The developer reached an agreement with a group of offshore creditors in March to restructure $9 billion of its debt, under which a part of its debt would be exchanged into convertible bonds backed by its Hong Kong-listed shares along with new notes with maturities of between two and nine years.
Sunac said in an earlier filing the plan had won support from holders of 87% of outstanding offshore debt by July, but Monday’s announcement marks the plan’s formal final approval.
In a separate filing on Monday, Sunac said it had decided to raise the cap on mandatory convertible bonds to $2.75 billion, up from $2.2 billion in the original plan, to cater to “an overwhelming interest” by the scheme creditors.

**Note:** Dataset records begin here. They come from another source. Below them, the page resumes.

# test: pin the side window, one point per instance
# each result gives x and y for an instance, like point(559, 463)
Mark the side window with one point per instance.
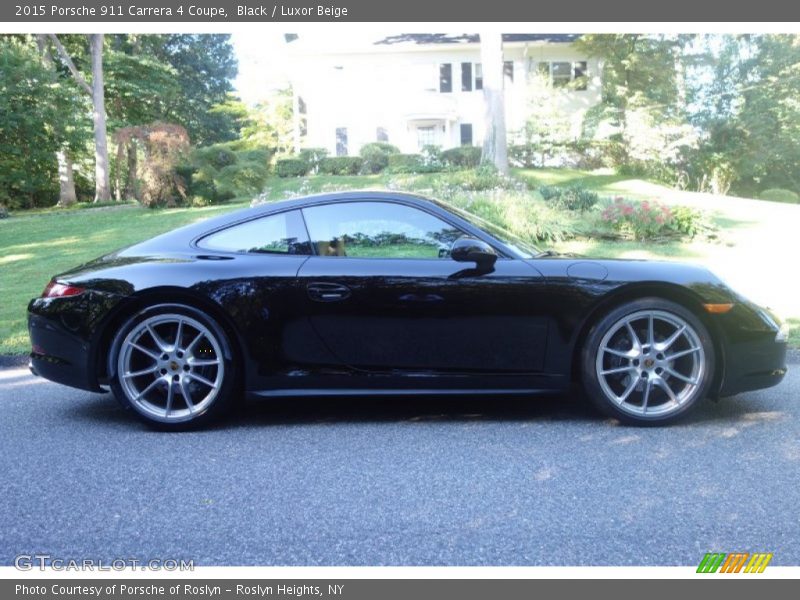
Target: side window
point(378, 230)
point(283, 233)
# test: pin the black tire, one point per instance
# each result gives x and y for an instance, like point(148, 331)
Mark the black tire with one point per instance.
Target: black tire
point(629, 384)
point(176, 374)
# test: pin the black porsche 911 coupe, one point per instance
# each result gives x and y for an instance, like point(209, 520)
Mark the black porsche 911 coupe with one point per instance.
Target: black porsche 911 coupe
point(385, 294)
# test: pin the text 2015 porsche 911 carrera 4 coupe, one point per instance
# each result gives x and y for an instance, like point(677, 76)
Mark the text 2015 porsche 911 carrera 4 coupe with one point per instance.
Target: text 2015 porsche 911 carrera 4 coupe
point(387, 294)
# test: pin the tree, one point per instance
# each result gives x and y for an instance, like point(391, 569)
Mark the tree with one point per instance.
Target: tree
point(97, 93)
point(495, 146)
point(66, 178)
point(204, 66)
point(641, 92)
point(34, 126)
point(548, 128)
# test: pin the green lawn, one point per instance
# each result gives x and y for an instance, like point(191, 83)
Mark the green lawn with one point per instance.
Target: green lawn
point(754, 253)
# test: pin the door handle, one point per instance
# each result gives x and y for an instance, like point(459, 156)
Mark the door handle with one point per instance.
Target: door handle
point(321, 291)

Sunac’s revenue in the first six months rose 20.5% to 58.47 billion yuan ($8.02 billion), its interim results showed. Losses declined 18.1% to 15.37 billion yuan.
China has rolled out support measures to help revive the property sector, which accounts for roughly a quarter of its economy and has faced a liquidity crunch since 2021, but analysts say more is needed to help it recover.
Unlike Sunac, many fellow developers have yet to reach agreements with offshore creditors.
Embattled Chinese property developer Country Garden, one of the few large Chinese developers that have not defaulted on debt obligations, faces yet another liquidity test on Monday when $15 million interest payment linked to an offshore bond is due after having dodged default at the last minute twice earlier this month.
Sunac said last month it believed a successful offshore debt restructuring would greatly reduce cash flow pressure over the next two years, though “material uncertainties” existed regarding whether it could be able to implement steps to restore cash flow.
Sunac’s Hong Kong shares have fallen 38.9% so far this year.